Tony Soprano es a la televisión lo que Ethan Edwards al cine. Es curioso ver cómo dos producciones tan diferentes como Los Soprano y Centauros del desierto dialogan a través del tiempo y las pantallas, aunque sea en lo estrictamente industrial. Ambas nacieron en las postrimerías de un período clásico, cuando parecía que todo estaba hecho, e institucionalizaron el know-how que se venía gestando durante años y se fue perfilando después. A John Ford se unieron William Wyler, Douglas Sirk o Alfred Hitchcock igual que David Simon, Matthew Weiner y Vince Gilligan a David Chase, salvando las distancias de la autoría, cuestionable en cine como en televisión. Delante tanto de Los Soprano como de Centauros del desierto aparece siempre el término antihéroe, una palabra que huele a rancio que apesta ("la primera muesca de la rueda de una cadena de producción de antihéroes", escribieron en Nokton Magazine sobre Tony Soprano, la definición más bonita que he leído últimamente con el palabro en cuestión) pero que remite con puntería a la deconstrucción del mito norteamericano que creó el cine y que ahora se deshace en imágenes televisivas.
La vigencia de Los Soprano, una serie que con el tiempo se ha
llegado a considerar como un emblema demodé de la televisión de
calidad, volvió a la arena seriéfila con motivo de la muerte de James
Gandolfini, que sí, que también tenía pelis buenas, pero que dedicó los mejores
años en la carrera de todo actor a dar vida a un personaje de televisión. Y no uno
cualquiera sino uno sin cuya existencia sería difícil imaginar la de Morgan Dexter,
Donald Draper o Walter White, así como sin Los Soprano sería inconcebible la desmitologización
de lo occidental que han pulido otras ficciones. El discurso sobre las virtudes
de la ficción parece estar también pasado de moda pero realmente Los Soprano sigue
siendo inaccesible para el público que
todavía ve con los ojos de la costumbre quince años después de su estreno.
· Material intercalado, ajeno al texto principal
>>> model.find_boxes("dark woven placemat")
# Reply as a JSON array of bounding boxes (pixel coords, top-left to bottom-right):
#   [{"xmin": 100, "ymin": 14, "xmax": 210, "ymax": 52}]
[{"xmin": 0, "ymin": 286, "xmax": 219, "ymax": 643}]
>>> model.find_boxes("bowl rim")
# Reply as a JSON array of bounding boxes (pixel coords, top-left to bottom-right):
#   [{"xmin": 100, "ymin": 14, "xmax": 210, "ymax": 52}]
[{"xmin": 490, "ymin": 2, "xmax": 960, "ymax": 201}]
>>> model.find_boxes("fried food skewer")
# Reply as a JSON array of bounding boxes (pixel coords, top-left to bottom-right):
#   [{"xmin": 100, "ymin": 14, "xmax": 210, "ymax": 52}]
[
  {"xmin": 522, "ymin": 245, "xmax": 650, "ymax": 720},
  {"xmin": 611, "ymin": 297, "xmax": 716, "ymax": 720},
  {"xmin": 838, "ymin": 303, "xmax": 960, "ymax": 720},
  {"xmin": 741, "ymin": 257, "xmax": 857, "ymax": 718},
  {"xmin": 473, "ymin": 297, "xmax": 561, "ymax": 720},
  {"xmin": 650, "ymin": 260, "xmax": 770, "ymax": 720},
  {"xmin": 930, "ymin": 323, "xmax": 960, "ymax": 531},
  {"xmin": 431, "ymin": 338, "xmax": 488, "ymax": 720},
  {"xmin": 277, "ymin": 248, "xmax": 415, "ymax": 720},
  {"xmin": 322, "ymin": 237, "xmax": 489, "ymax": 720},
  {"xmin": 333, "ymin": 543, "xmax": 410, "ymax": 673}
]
En 2007 Javier del Pino habló en El País sobre Los Soprano más allá de sus divertidas referencias a El Padrino de Coppola, y dos años antes en 2005, el escritor Glen Creeber ya analizó el definitivo '¿de qué va Los Soprano?' en Big Drama on the Small Screen, hoy un libro de cabecera para la academina universitaria en la investigación sobre televisión.
Los Soprano es un momento imprescindible de la televisión
por motivos tan industriales como sociales. Más allá del acercamiento de la
serie al formato cinematográfico o del protagonismo indiscutible de un
personaje despreciable, en este caso un patriarca de la mafia, la de David Chase se consagró como la primera gran novela norteamericana 'televisada' –después
llegó The Wire con su espíritu dickensiano y más tarde Mad Men, ésta quizá más
fitzgeraldiana–, y como tal, con un poso sociocultural considerable. Los
Soprano articuló en fascículos televisivos –por ello lo de que una gran serie nunca será 'puro cine'– lo que Coppola hizo a su manera en El Padrino, incluso John Ford en Centauros del desierto. Servirse de un gran mito, sangriento o no,
de la historia yanqui, en este caso el hampa, para profundizar en la decadencia de ese imaginario (el mafioso en chándal con problemas de ansiedad
que ve cómo sus jefes inmediatos mueren de cáncer o consumidos por el
Alzheimer, por ejemplo) tanto como de lo cultural (lo obsoleto de la
masculinidad y la familia como referentes, o del honor y la confianza como
valores), en una época de cambio como fue el pre y el post 11S. ¿Merece la pena retomar el debate? ¿Tiene vigencia Los Soprano?